The Kilbourn Dam is a concrete hydroelectric dam on the Wisconsin River at Wisconsin Dells, Wisconsin. It is owned and operated by Alliant Energy.

==History==
The Kilbourn Dam was the first major hydroelectric station on the Wisconsin River. It was named for its location in the city of Kilbourn, which changed its name to Wisconsin Dells in 1931. The dam was designed by Daniel W. Mead and built from 1906 to 1909 by the Southern Wisconsin Power Company, led by Magnus Swenson of Madison, Wisconsin and Bates & Rogers Construction of Chicago. The project was not initially profitable, leading the company to build the larger Prairie du Sac Dam downstream beginning in 1911. Wisconsin Power and Light, the predecessor of Alliant Energy, purchased the Kilbourn Dam in 1917.
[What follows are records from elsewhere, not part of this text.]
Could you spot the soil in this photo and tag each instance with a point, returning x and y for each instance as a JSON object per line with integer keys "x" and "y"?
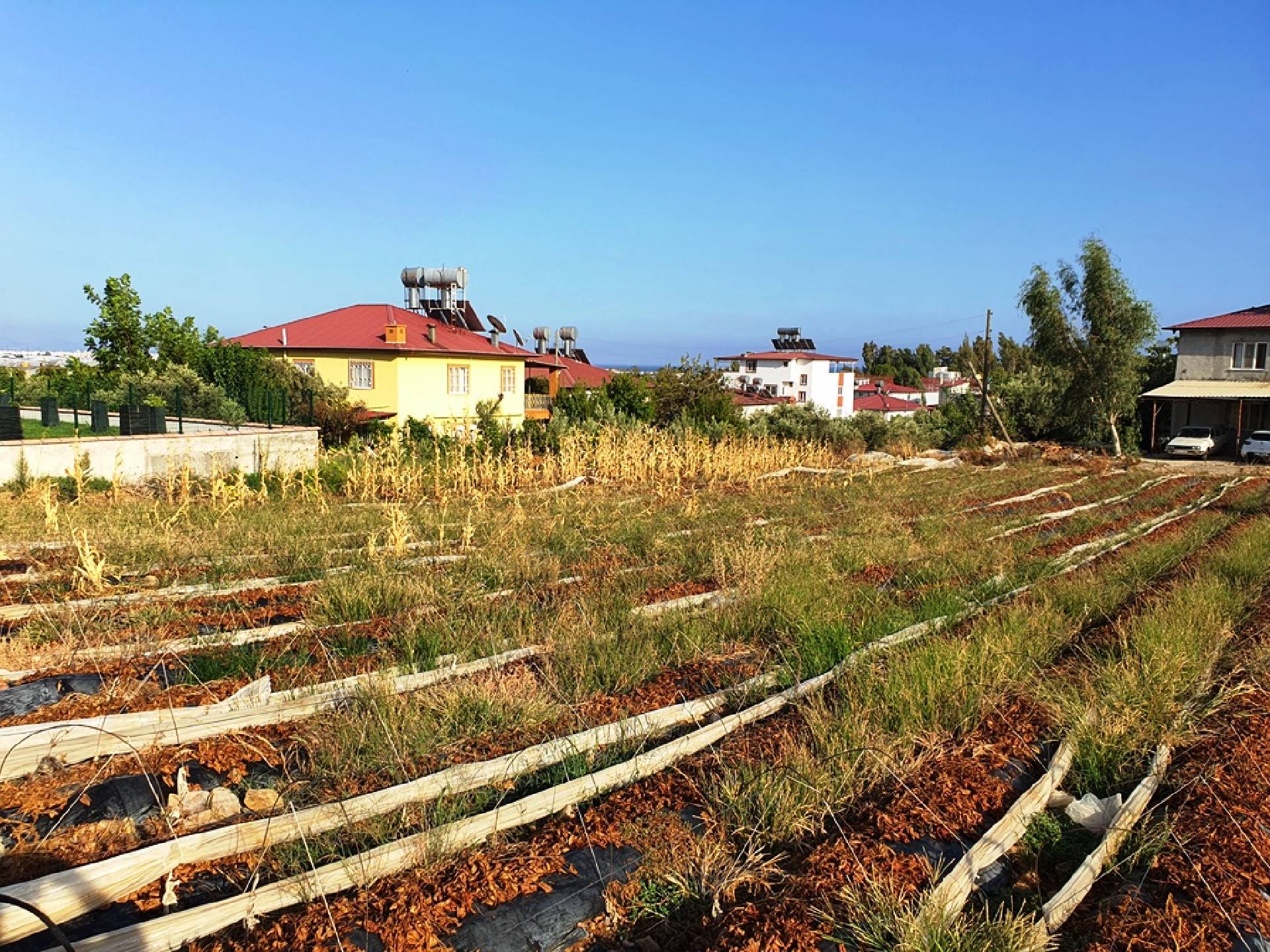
{"x": 26, "y": 803}
{"x": 1212, "y": 880}
{"x": 679, "y": 589}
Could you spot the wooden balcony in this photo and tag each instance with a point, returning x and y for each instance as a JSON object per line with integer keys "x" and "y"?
{"x": 538, "y": 407}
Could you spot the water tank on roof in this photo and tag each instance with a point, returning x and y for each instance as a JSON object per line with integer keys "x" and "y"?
{"x": 435, "y": 277}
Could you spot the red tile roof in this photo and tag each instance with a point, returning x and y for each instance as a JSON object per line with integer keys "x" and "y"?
{"x": 887, "y": 387}
{"x": 785, "y": 356}
{"x": 361, "y": 328}
{"x": 882, "y": 403}
{"x": 1248, "y": 317}
{"x": 741, "y": 399}
{"x": 571, "y": 371}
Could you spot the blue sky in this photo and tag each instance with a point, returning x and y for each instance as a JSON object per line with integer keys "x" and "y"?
{"x": 671, "y": 178}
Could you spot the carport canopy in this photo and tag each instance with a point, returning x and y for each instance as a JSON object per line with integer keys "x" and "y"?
{"x": 1214, "y": 391}
{"x": 1210, "y": 390}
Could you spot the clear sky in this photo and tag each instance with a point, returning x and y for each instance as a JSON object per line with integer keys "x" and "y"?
{"x": 672, "y": 178}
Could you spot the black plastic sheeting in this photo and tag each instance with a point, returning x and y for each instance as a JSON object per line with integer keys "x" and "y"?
{"x": 23, "y": 698}
{"x": 549, "y": 920}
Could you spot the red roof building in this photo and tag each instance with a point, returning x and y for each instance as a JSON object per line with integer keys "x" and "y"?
{"x": 888, "y": 405}
{"x": 572, "y": 372}
{"x": 365, "y": 328}
{"x": 1248, "y": 317}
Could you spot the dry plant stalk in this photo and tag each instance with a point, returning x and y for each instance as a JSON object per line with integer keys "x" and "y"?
{"x": 91, "y": 568}
{"x": 48, "y": 500}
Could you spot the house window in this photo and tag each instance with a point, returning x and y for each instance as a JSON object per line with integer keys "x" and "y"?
{"x": 1249, "y": 357}
{"x": 459, "y": 374}
{"x": 361, "y": 375}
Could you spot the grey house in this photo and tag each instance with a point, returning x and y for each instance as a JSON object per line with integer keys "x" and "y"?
{"x": 1222, "y": 377}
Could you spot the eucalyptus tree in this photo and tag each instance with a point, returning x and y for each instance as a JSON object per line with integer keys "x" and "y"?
{"x": 1089, "y": 329}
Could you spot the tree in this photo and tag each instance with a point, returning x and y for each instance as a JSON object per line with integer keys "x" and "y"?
{"x": 1013, "y": 357}
{"x": 630, "y": 397}
{"x": 925, "y": 358}
{"x": 869, "y": 354}
{"x": 693, "y": 393}
{"x": 177, "y": 342}
{"x": 117, "y": 335}
{"x": 1087, "y": 324}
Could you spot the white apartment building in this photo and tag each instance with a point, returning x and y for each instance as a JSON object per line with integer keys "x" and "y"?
{"x": 794, "y": 371}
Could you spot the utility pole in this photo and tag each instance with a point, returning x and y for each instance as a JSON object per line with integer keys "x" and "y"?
{"x": 984, "y": 381}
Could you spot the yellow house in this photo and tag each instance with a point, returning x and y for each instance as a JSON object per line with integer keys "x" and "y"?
{"x": 432, "y": 366}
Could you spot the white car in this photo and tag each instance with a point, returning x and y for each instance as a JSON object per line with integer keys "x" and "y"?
{"x": 1197, "y": 441}
{"x": 1256, "y": 447}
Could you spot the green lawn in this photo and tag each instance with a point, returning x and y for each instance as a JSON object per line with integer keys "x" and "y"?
{"x": 31, "y": 429}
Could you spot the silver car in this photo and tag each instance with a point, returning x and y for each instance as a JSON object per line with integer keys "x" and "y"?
{"x": 1198, "y": 442}
{"x": 1256, "y": 447}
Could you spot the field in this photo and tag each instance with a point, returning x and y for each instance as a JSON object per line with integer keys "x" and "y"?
{"x": 680, "y": 706}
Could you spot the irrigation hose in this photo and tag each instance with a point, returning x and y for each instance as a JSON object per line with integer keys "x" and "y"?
{"x": 54, "y": 928}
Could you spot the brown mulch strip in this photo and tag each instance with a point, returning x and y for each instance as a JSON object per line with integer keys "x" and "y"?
{"x": 48, "y": 793}
{"x": 677, "y": 589}
{"x": 955, "y": 793}
{"x": 1216, "y": 869}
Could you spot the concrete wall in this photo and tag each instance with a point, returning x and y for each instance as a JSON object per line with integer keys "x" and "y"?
{"x": 1206, "y": 354}
{"x": 136, "y": 459}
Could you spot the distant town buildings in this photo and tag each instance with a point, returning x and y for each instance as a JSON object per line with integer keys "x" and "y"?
{"x": 33, "y": 360}
{"x": 793, "y": 372}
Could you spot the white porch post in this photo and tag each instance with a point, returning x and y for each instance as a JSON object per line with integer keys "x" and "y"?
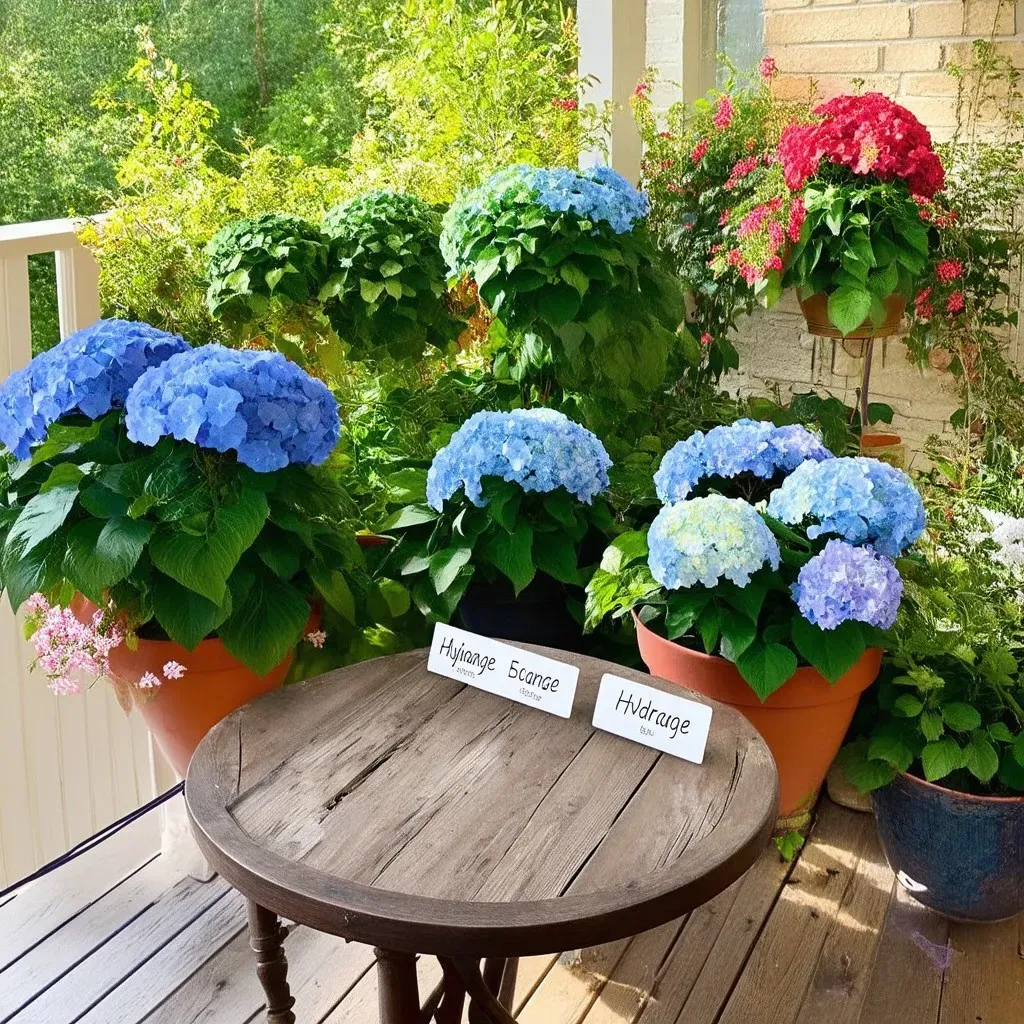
{"x": 612, "y": 49}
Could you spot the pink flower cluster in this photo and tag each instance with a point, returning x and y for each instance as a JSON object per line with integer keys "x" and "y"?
{"x": 66, "y": 646}
{"x": 869, "y": 134}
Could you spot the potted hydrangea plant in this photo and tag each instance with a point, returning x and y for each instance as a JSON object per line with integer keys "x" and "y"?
{"x": 162, "y": 517}
{"x": 512, "y": 522}
{"x": 765, "y": 582}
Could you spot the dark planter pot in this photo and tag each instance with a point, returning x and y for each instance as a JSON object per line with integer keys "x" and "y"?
{"x": 958, "y": 854}
{"x": 538, "y": 615}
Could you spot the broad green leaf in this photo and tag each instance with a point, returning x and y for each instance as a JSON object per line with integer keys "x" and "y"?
{"x": 940, "y": 758}
{"x": 204, "y": 563}
{"x": 511, "y": 554}
{"x": 848, "y": 308}
{"x": 183, "y": 614}
{"x": 766, "y": 667}
{"x": 833, "y": 652}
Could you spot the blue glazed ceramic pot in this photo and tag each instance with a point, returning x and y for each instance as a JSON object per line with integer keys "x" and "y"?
{"x": 958, "y": 854}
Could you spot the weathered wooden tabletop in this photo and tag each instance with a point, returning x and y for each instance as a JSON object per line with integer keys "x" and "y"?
{"x": 402, "y": 809}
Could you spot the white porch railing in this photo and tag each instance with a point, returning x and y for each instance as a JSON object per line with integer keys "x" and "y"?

The dam divided the Dells of the Wisconsin River into the Upper Dells and Lower Dells, obstructing river navigation between the two areas. The dam also raised the water level in the Upper Dells by around 17 feet, flooding popular caves and rock formations. For this reason, landscape photographer H. H. Bennett vocally opposed the dam's construction. Supporters of the dam have pointed to its benefits in generating renewable energy and maintaining an elevated water level for recreational boating.